From: ERUDICON Business Consultants

Date: 17th September 2020

REF: Year-end 31st December 2018 Financial Performance and Financial position
Analysis of Zambia Breweries.

As per your request, I have analyzed in depth the performance of your company in the
year ended 31st December 2018 and comparisons have been made with the prior year
2017 to establish precedence in the effectiveness of the strategies that have been
employed by management of the company. The various computations to aid in the
interpretations of financial indicators are attached in the appendix section.

Profitability

The profitability of the company was subject to an increase in revenue of 40.9%. This
increase may have been due to several reasons among them increase in prices,
production expansion or reduction in receivables.
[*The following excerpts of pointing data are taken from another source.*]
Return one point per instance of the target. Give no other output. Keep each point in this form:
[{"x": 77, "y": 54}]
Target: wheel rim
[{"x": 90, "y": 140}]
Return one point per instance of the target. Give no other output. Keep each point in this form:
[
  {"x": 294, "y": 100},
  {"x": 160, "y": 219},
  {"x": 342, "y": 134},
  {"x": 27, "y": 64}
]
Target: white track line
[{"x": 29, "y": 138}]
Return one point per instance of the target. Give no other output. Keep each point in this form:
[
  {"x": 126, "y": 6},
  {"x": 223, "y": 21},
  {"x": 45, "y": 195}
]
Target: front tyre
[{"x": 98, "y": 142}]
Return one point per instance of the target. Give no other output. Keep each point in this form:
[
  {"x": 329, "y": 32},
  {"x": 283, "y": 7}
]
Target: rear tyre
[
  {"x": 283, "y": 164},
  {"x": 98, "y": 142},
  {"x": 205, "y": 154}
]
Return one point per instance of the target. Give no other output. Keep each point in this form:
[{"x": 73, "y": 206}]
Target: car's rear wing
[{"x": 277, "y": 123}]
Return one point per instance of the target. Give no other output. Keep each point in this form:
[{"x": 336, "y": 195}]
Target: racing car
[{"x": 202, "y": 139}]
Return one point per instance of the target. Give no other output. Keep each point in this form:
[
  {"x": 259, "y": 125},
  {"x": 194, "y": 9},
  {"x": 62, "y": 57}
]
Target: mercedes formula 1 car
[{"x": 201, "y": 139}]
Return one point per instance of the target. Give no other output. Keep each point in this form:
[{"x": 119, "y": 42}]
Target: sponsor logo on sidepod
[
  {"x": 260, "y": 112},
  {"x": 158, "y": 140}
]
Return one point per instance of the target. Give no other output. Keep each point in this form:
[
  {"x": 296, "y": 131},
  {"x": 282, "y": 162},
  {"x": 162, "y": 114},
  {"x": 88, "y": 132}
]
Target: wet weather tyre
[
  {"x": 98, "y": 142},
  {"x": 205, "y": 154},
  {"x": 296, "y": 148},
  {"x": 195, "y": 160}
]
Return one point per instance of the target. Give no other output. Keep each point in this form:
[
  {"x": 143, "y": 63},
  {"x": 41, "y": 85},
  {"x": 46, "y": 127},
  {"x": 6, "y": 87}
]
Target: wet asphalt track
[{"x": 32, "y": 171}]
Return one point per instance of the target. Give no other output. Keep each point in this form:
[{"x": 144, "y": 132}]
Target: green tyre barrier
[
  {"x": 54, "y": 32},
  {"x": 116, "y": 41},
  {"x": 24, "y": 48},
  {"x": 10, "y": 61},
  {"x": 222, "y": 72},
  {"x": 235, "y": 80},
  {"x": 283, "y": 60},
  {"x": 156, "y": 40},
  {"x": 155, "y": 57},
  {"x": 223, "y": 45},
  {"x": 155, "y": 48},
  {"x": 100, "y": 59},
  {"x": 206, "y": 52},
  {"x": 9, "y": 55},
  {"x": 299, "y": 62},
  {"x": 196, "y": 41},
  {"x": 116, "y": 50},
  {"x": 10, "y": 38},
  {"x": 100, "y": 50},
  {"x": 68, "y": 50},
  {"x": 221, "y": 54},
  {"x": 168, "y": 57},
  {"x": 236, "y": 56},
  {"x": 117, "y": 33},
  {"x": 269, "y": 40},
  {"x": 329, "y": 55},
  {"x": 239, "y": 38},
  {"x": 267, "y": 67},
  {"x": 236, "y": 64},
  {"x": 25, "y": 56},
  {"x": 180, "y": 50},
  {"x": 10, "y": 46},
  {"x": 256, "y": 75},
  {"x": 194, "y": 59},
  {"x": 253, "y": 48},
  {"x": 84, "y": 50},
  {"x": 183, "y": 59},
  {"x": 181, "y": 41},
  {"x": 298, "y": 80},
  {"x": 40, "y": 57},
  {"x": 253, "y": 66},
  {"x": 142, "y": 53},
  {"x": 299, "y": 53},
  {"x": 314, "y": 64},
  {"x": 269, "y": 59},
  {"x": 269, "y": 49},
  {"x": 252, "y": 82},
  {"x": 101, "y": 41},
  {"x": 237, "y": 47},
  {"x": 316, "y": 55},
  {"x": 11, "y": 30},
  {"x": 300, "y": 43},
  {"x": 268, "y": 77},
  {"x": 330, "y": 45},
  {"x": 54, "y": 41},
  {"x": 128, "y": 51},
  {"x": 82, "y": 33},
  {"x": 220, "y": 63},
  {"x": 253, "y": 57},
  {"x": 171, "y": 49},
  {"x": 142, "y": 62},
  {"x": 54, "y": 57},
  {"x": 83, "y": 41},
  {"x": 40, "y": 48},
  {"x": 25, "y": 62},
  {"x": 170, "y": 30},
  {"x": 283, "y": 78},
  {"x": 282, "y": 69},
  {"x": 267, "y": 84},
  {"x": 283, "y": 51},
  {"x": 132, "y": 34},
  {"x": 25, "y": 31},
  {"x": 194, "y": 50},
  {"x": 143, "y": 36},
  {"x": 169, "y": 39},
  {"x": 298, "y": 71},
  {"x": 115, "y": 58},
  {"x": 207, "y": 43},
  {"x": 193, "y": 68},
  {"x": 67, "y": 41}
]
Management should be quick to
determine which among these factors is applicable for strategic planning purposes.
Further, the gross profit margin exhibited an increase of 46% signifying that the
company was managing its pricing policy well. Increase in gross profit percentage may
be due to increase in selling prices not matched by an increase in purchase prices. The
operating profit increased tremendously by 339% which means that the company was
able to meet its expenses much more effectively without much difficulty. The on capital
employed increased gigantically from 26% in 2017 to 116% in 2018. Return on net
assets seeks to assess the effectiveness of management in generating profit from the
assets at its disposal. The company was effectively utilizing its assets in profit
generation. Lastly, the net profit showed an extraordinary spike of 559% increase in
2018. The company’s overall profitability exhibited a positive increasing trend which
resonates well with its ability to pay dividends to its shareholders, to meet interest
payments on long term borrowings intended to be obtained as well as settling its tax
obligations without difficulty.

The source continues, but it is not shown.